コスモス「銀河に立つ」

原題は「Standing up in the Milky Way」です。
セーガン博士の宇宙旅行が映像的にも内容的にも古くなったので、「また旅立つ時がやって来た」と言って新ホストのニール・ドグラース・タイソンが、第一回目の時に旅立った海岸で待ち構えていました。しかも、この新シリーズの第一声はセーガン博士が最初の旅に誘ってくれた台詞から。


「現在、過去、未来の全て。これが宇宙です」このシーンが使われます。



それにしても驚くのは映像の素晴らしさで、私はCATV経由のナショナルジオグラフィックから見はじめましたが、それでは我慢ならずブルーレイですでに販売されているので、早速購入しました。クオリティの高さに声も出ません。映画館のような大画面で見たいと思います。


今回の想像の宇宙船は、地球の住所を確かめるために地球から宇宙の果て、現在私たちが知っている宇宙の果てに向かって出発しました。製作がアメリカだからか、冥王星が紹介され、ボイジャー1号が想像の宇宙船の前を通過します。そこでブラインド・ウィリー・ジョンソンの♩Dark was the nightがノイズまじりに聞こえてきました。この曲はセーガン版の第10話でも流れた曲です。
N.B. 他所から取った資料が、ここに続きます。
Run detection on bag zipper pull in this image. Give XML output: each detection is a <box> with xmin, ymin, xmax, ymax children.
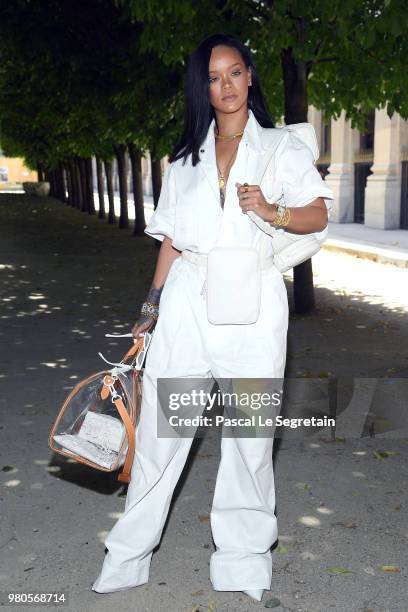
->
<box><xmin>200</xmin><ymin>280</ymin><xmax>207</xmax><ymax>300</ymax></box>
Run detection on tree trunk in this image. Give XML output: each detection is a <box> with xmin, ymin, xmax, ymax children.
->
<box><xmin>114</xmin><ymin>145</ymin><xmax>129</xmax><ymax>229</ymax></box>
<box><xmin>56</xmin><ymin>162</ymin><xmax>67</xmax><ymax>202</ymax></box>
<box><xmin>96</xmin><ymin>157</ymin><xmax>106</xmax><ymax>219</ymax></box>
<box><xmin>281</xmin><ymin>47</ymin><xmax>315</xmax><ymax>314</ymax></box>
<box><xmin>69</xmin><ymin>158</ymin><xmax>79</xmax><ymax>208</ymax></box>
<box><xmin>75</xmin><ymin>157</ymin><xmax>84</xmax><ymax>210</ymax></box>
<box><xmin>104</xmin><ymin>161</ymin><xmax>116</xmax><ymax>223</ymax></box>
<box><xmin>85</xmin><ymin>157</ymin><xmax>96</xmax><ymax>215</ymax></box>
<box><xmin>64</xmin><ymin>160</ymin><xmax>73</xmax><ymax>206</ymax></box>
<box><xmin>150</xmin><ymin>151</ymin><xmax>162</xmax><ymax>249</ymax></box>
<box><xmin>37</xmin><ymin>163</ymin><xmax>45</xmax><ymax>182</ymax></box>
<box><xmin>150</xmin><ymin>151</ymin><xmax>162</xmax><ymax>210</ymax></box>
<box><xmin>78</xmin><ymin>157</ymin><xmax>88</xmax><ymax>212</ymax></box>
<box><xmin>45</xmin><ymin>168</ymin><xmax>56</xmax><ymax>198</ymax></box>
<box><xmin>128</xmin><ymin>143</ymin><xmax>146</xmax><ymax>236</ymax></box>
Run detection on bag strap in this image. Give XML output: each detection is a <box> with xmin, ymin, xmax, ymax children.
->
<box><xmin>113</xmin><ymin>396</ymin><xmax>136</xmax><ymax>482</ymax></box>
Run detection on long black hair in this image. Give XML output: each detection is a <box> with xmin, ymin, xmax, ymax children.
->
<box><xmin>169</xmin><ymin>34</ymin><xmax>275</xmax><ymax>166</ymax></box>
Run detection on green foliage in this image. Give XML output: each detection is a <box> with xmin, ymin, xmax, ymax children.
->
<box><xmin>0</xmin><ymin>0</ymin><xmax>408</xmax><ymax>167</ymax></box>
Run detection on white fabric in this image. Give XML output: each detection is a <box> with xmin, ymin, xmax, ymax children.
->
<box><xmin>145</xmin><ymin>111</ymin><xmax>333</xmax><ymax>254</ymax></box>
<box><xmin>92</xmin><ymin>112</ymin><xmax>328</xmax><ymax>592</ymax></box>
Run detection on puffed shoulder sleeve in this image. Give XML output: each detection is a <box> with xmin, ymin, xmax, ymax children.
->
<box><xmin>277</xmin><ymin>132</ymin><xmax>334</xmax><ymax>216</ymax></box>
<box><xmin>144</xmin><ymin>164</ymin><xmax>176</xmax><ymax>241</ymax></box>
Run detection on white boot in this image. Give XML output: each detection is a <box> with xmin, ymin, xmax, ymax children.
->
<box><xmin>243</xmin><ymin>589</ymin><xmax>264</xmax><ymax>601</ymax></box>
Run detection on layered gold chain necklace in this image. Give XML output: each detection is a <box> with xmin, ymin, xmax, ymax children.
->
<box><xmin>215</xmin><ymin>126</ymin><xmax>244</xmax><ymax>209</ymax></box>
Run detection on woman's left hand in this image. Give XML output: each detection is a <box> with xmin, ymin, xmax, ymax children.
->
<box><xmin>235</xmin><ymin>183</ymin><xmax>275</xmax><ymax>223</ymax></box>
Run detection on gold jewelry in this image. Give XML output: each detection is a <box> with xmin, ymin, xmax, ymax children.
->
<box><xmin>216</xmin><ymin>143</ymin><xmax>239</xmax><ymax>189</ymax></box>
<box><xmin>272</xmin><ymin>205</ymin><xmax>290</xmax><ymax>227</ymax></box>
<box><xmin>215</xmin><ymin>130</ymin><xmax>244</xmax><ymax>140</ymax></box>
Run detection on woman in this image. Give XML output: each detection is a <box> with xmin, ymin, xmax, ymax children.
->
<box><xmin>92</xmin><ymin>35</ymin><xmax>333</xmax><ymax>601</ymax></box>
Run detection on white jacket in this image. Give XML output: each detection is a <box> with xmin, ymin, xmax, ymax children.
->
<box><xmin>145</xmin><ymin>110</ymin><xmax>333</xmax><ymax>255</ymax></box>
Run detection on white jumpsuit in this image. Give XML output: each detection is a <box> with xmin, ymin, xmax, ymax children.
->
<box><xmin>92</xmin><ymin>111</ymin><xmax>333</xmax><ymax>592</ymax></box>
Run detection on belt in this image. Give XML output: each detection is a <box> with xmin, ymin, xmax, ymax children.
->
<box><xmin>181</xmin><ymin>250</ymin><xmax>274</xmax><ymax>271</ymax></box>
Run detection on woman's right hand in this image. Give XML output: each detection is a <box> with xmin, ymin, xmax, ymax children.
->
<box><xmin>132</xmin><ymin>315</ymin><xmax>157</xmax><ymax>340</ymax></box>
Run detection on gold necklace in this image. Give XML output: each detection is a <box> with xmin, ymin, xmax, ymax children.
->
<box><xmin>215</xmin><ymin>137</ymin><xmax>239</xmax><ymax>210</ymax></box>
<box><xmin>216</xmin><ymin>143</ymin><xmax>239</xmax><ymax>189</ymax></box>
<box><xmin>215</xmin><ymin>130</ymin><xmax>244</xmax><ymax>140</ymax></box>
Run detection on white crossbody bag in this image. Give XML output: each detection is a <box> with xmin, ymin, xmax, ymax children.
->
<box><xmin>206</xmin><ymin>123</ymin><xmax>327</xmax><ymax>325</ymax></box>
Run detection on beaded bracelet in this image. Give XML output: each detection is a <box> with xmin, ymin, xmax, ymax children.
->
<box><xmin>141</xmin><ymin>302</ymin><xmax>159</xmax><ymax>319</ymax></box>
<box><xmin>272</xmin><ymin>204</ymin><xmax>290</xmax><ymax>227</ymax></box>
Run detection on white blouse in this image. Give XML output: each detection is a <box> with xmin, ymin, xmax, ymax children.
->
<box><xmin>145</xmin><ymin>110</ymin><xmax>333</xmax><ymax>255</ymax></box>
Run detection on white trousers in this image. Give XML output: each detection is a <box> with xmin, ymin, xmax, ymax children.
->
<box><xmin>92</xmin><ymin>257</ymin><xmax>288</xmax><ymax>592</ymax></box>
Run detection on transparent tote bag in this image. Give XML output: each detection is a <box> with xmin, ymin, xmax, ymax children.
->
<box><xmin>48</xmin><ymin>332</ymin><xmax>152</xmax><ymax>483</ymax></box>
史実に基づくエピソードは、タイソン版では実写ではなくアニメーションで紹介するようです。ジョルダーノ・ブルーノのエピソードは、アメリカン・コミックそのもので、私には馴染めないタッチ。とても怖い表情をしています。ブルーノはなんかジョージ・ハリスンみたいな顔(笑)。


ローマの通りやアレキサンドリアの図書館を案内するタイソン博士。実際に現地での取材を行っているようですが、今回も日本へやって来ていたのでしょうか?これは楽しみの一つになりそうです。


後半、コスモスのハイライトの一つである宇宙カレンダーが登場します。このあたりになってくると、確かに新シリーズというよりもリニューアルという感がしなくもないですが、どうも比較してしまいがちです。ファンとしてはどんなに素晴らしい映像になろうとも、「セーガン版を越えることはない」などと、何を目的に見ているんだと言うような気分で見てしまうのですが、それもエンディングで自分の考えが間違っていたことを思い知ることになりました。


今回のエピソードにセーガン博士の紹介があります。ファンとしては涙ものの映像が出てくるのですが、番組冒頭といい、ラストのこの番組とは関係のない紹介といい、世界中にいると思われるセーガン信者に向けての「ご機嫌取り」とも思えなくもない演出です。しかし彼ら二人の出会いのエピソードを聞かされて「そういうことなんだ」と納得。しかも彼以外に新シリーズを背負って立つ人物はいないだろうと思える二人のエピソードでした(まったく番組の内容とは関係はないのです。ちょっと涙出ました、このくだり)。


ということで、セーガン版と同じく非常にわかりやすい、啓蒙的な番組ですので、ぜひ日本版使用のソフトがリリースされることを願っています。ちなみに私の購入した海外版のブルーレイは日本国内のデッキでも視聴可能です。ソフトの冒頭に「日本語で」法律に違反すると罰せられますよ、という文言が表示されたので、もしや日本語字幕があるのでは!? と、淡い期待を寄せましたが日本語字幕はありません。今のところ、英語の字幕を読みつつ楽しんでします。